Hatch was caught in mid-draw. These men were not the amateur enforcers Munoz brought with him. These three men were skilled operators.

When facing death, embrace it with open arms. For it is a friend who's been with you since the beginning and now you finally get to greet each other face to face. Do it with honor. Do it with a smile on your face. Her father's words sang to Hatch as she approached her end as her father had taught her to do long before he hoped she'd ever need to use it. Hatch wasn't sure of her thoughts on what happened when she crossed over to the other side. But she did believe without question that when she did, she would see her sister and father again. She thought of them both now. And the image of them in her mind helped honor her father's command.

Hatch looked past the gunman, locking eyes with the scarred man who stood behind them, and smiled.

Hatch refused to close her eyes. A decision she'd long ago made. Hatch wanted to face her killer as the reaper's scythe swept the life from her body. She felt it only fair to embrace the way she used death's gift to fill the cages of hell.

The smile hadn't ended with the consequence she'd expected. The firing squad held their position. And Devil Dogs’ scarred master gave no command to do otherwise. The only change was in the man's face. Cruel intentions lay behind the eyes as he returned her smile with one of his own.

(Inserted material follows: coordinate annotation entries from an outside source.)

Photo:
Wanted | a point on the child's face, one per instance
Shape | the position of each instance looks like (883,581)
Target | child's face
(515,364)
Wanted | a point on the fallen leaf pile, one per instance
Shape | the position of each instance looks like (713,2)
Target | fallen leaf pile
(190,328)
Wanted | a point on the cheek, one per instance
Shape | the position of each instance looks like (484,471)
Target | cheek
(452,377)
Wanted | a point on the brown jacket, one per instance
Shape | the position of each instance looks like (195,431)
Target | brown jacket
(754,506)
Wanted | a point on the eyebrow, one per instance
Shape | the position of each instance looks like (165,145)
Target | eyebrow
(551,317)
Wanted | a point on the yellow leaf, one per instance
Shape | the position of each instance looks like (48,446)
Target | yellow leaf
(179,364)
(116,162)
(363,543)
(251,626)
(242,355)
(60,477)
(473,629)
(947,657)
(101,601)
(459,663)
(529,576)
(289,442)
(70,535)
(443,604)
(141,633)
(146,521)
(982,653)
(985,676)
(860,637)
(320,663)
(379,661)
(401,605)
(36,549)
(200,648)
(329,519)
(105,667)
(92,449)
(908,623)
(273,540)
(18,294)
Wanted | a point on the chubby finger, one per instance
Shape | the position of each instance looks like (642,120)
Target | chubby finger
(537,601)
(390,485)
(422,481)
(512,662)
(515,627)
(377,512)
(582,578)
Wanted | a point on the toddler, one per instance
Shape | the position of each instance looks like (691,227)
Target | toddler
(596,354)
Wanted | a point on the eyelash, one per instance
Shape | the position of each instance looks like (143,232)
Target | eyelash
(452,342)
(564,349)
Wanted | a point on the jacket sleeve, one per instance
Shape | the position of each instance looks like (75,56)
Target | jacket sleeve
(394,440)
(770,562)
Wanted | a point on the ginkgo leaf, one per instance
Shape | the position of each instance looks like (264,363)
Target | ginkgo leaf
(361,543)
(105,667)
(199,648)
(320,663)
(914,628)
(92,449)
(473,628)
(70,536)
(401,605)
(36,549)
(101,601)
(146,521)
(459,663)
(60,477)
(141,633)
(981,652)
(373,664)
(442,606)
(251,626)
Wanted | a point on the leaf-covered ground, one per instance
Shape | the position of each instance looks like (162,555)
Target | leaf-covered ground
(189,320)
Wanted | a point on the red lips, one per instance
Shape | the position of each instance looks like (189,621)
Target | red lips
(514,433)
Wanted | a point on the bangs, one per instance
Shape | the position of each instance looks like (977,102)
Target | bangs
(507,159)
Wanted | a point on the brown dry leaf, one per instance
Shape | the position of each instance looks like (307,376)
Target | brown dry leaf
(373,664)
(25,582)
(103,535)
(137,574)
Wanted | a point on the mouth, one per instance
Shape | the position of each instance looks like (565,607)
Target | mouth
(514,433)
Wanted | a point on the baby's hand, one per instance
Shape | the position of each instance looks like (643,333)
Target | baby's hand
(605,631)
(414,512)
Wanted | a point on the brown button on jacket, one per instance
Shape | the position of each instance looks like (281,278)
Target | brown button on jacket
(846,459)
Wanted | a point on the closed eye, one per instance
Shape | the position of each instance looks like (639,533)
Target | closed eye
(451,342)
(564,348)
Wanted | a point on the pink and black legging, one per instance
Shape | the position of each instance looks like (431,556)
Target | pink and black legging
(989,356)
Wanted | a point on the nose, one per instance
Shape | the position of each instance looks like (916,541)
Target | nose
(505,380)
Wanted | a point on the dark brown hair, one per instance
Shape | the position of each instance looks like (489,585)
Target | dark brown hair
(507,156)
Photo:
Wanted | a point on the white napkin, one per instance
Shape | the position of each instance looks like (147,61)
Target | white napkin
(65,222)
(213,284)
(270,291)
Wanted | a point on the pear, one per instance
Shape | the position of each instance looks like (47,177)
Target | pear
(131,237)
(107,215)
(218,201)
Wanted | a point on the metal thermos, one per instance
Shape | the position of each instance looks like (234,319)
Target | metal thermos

"I am Juan Carlos Moreno. I serve at the right hand of my employer, Hector Fuentes, and he has requested the company of your presence."

Hatch weighed her life in Shakespeare's simple yet eloquently put soliloquy on death, "To be or not be." The answer to which was a simple one.

Being interrogated by the world's most dangerous cartel leader was still a hell of a lot better than being dead.

Hatch released the Glock. The rough texture of the weapon's grip left its imprint on the palm of her left hand that was now raised in line with her right as she surrendered to her enemy. This would be the first time Hatch had been taken hostage. But the bank robbery in San Antonio was very different from the circumstances facing her now.

"On your knees."

No opportunity for heroics, Hatch complied.

"Turn around and put your hands on your head."

Hatch looked in the direction of the rooftop Ayala and Rothman had escaped to. She was scanning the debris field of laundry fluttering in the warm breeze whispering of the approaching heat of day and was relieved the two were nowhere to be seen.

An unnecessary pistol whip was delivered to the side of her head by one of the men who wielded the cold hard steel like a blackjack. Hatch's vision blurred and she fell forward onto the tin roof.

And just before she disappeared into the dark, the light of the moon danced across the top of a yellow Nissan, as it slipped away undetected.

Thirty-Three

The stagnant water a foot below Hatch's head captured the image of her blood-soaked face. The butt stroke to the side of her skull had bled steadily, as evidenced by the amount that was dried and caked across her face. It had clotted while she was unconscious.

In the few minutes since her vision had cleared, she'd taken the time to assess her circumstances. She was suspended over a round metal kiddie pool, the kind Hatch had seen in the black and white westerns her dad watched when she was young. A belt connected the top of the chair to a bolted hook on the wall behind her, keeping the chair and Hatch, who was strapped to it, held firmly at a forty-five-degree angle to the water below.

The tight restraints bit into her flesh at her wrists and ankles, the worst of which had cut open her right wrist, adding what would surely be new scars over the old one. The ripples made by her steadily dripping blood carried away the grotesque image of Hatch's face.